The convoy’s destination was the US Embassy, a half-hour drive away at the corner of Haile Selassie and Moi avenues in Nairobi’s central business district.

Fazul carefully led the other two vehicles through traffic to their target then drove on. After some moments of apparent confusion over how to proceed, Azzam pulled the Toyota truck into a small parking lot behind the embassy via the exit lane.

Mohamed Al-Owhali later told the FBI that at that moment he was supposed to jump from the truck and toss several grenades in the direction of any bystanders in order to scare them away.

He said he had expected to be killed in the attack. Instead he panicked, lobbed a single ineffectual grenade at an embassy guard and fled on foot. Azzam in the meantime detonated the bomb.

The huge blast incinerated Azzam and almost everything and everyone around him.

Moments later 670km away in Dar es Salaam, a second bomb of the same size and general construction exploded outside the American embassy.

Meanwhile back in Nairobi, Al-Owhali had yet to put any distance between himself and the Toyota truck when it detonated.

He suffered lacerations to his face, hands and back and went for treatment at the MP Shah Hospital. There he discarded keys and bullets, raising the suspicion of the staff. Two days later he was arrested and interrogated by Kenyan police. A federal judge in New York would later sentence him to life imprisonment for his role in this terrorist act of mass murder.

Ka-boom, then carnage

I was in my office at the Nairobi Hospital when the explosion happened. Even though I was three kilometres away, its ka-boom rang loud in my ears and the aftershock vibrated through my body. I looked out the window to see a great plume of dense smoke billowing hundreds of feet into the air.

1998 bomb blast

A file photo taken on August 8, 1998 shows police workers removing the remains of the car-bomb used to destroy the US embassy in Nairobi, that killed 280 Kenyans and 12 Americans.
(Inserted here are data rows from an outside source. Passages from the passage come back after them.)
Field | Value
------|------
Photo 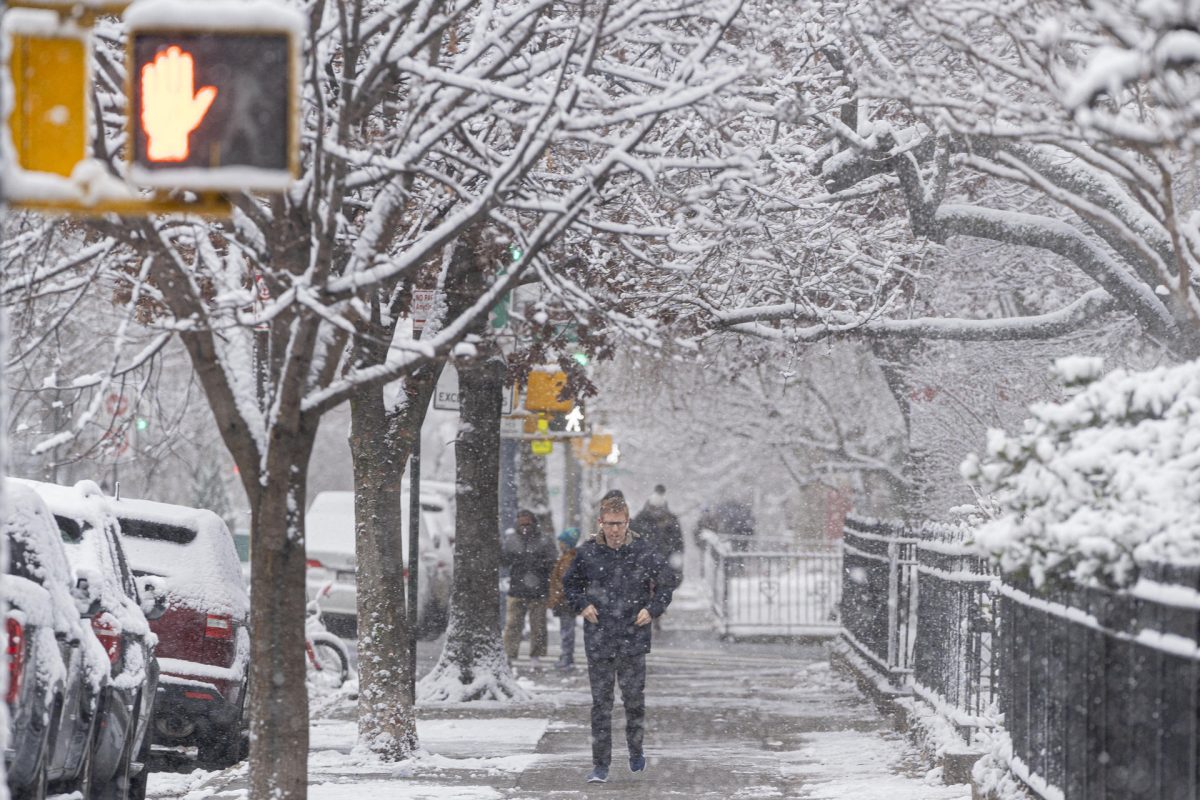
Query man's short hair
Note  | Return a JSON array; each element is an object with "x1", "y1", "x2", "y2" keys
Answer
[{"x1": 598, "y1": 495, "x2": 629, "y2": 518}]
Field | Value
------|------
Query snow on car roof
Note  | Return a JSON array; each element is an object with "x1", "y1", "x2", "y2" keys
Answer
[
  {"x1": 2, "y1": 482, "x2": 84, "y2": 635},
  {"x1": 109, "y1": 494, "x2": 249, "y2": 618},
  {"x1": 12, "y1": 478, "x2": 154, "y2": 641},
  {"x1": 306, "y1": 486, "x2": 444, "y2": 557}
]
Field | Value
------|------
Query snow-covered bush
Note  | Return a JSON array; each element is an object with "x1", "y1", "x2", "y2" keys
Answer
[{"x1": 962, "y1": 357, "x2": 1200, "y2": 590}]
Photo credit: Alexander Joe | AFP

I couldn’t tell for certain how far away it was. State House was in the approximate direction of the cloud so I reached for the special white telephone – a hotline – that connected me instantly to the State House comptroller, Abraham Kiptanui.

As President Moi’s personal physician, I had good reason to be concerned. Abraham assured me that State House had not been hit and President Moi was safe.

Horrified and angered at the thought of the carnage I knew was headed our way, I ran to the Accident and Emergency Department.

When I got there, I encountered Channa Commanday, a highly skilled emergency nurse from Portland in the US. Channa had first come to Nairobi Hospital in 1994 as a patient herself.

She had been on vacation in the Masai Mara, riding a horse when it swerved to miss a stump, and horse and rider crashed to the ground. Channa had fractured her pelvis and several ribs. She had spent a week as a patient at our hospital.

She had come back to Kenya to teach emergency nursing and to develop and implement a disaster plan for the hospital. This was going to be the first opportunity to test her system.

Channa later told me that as soon as she saw the huge cloud of smoke she pulled on her white lab coat and loaded her pockets with trauma gear: scissors, eye glasses, stethoscope, pens, notebook and other items. She locked her door as she left knowing it would be a long time before she returned.

“I need a triage officer,” she said when she saw me, “and it’s you”.

Channa assigned two nurses, Naomi Ngugi and Sylvia Atieno, to work with me. Though calm and focused Channa obviously was in a high adrenaline state as was I. This was going to be the moment of truth for our largely untested staff.

Channa later wrote in a report that would be read into the record at the sentencing of al-Owhali at a federal court in New York: “Maybe three minutes from the explosion a sudden wall of broken bodies began descending from buses and cars, charging through the open doors wide-eyed and bleeding into our emergency department. My first thought was, ‘This is a nightmare. My God! How will we cope?’

US Secretary of State Antony Blinken

US Secretary of State Antony Blinken puts a wreath down at the August 7 Memorial in Nairobi, Kenya, one of the sites of the 1998 United States embassy bombings that left hundreds of people dead.

Photo credit: Pool

“Battalions of cleaners kept mops and buckets in full swing to stem the progressive reddening of our floors and pale green walls.

Not small groups of people but crowds pushed endlessly through the doors of the emergency department, leaning, limping, dragging and carried on top of each other with no end in sight.”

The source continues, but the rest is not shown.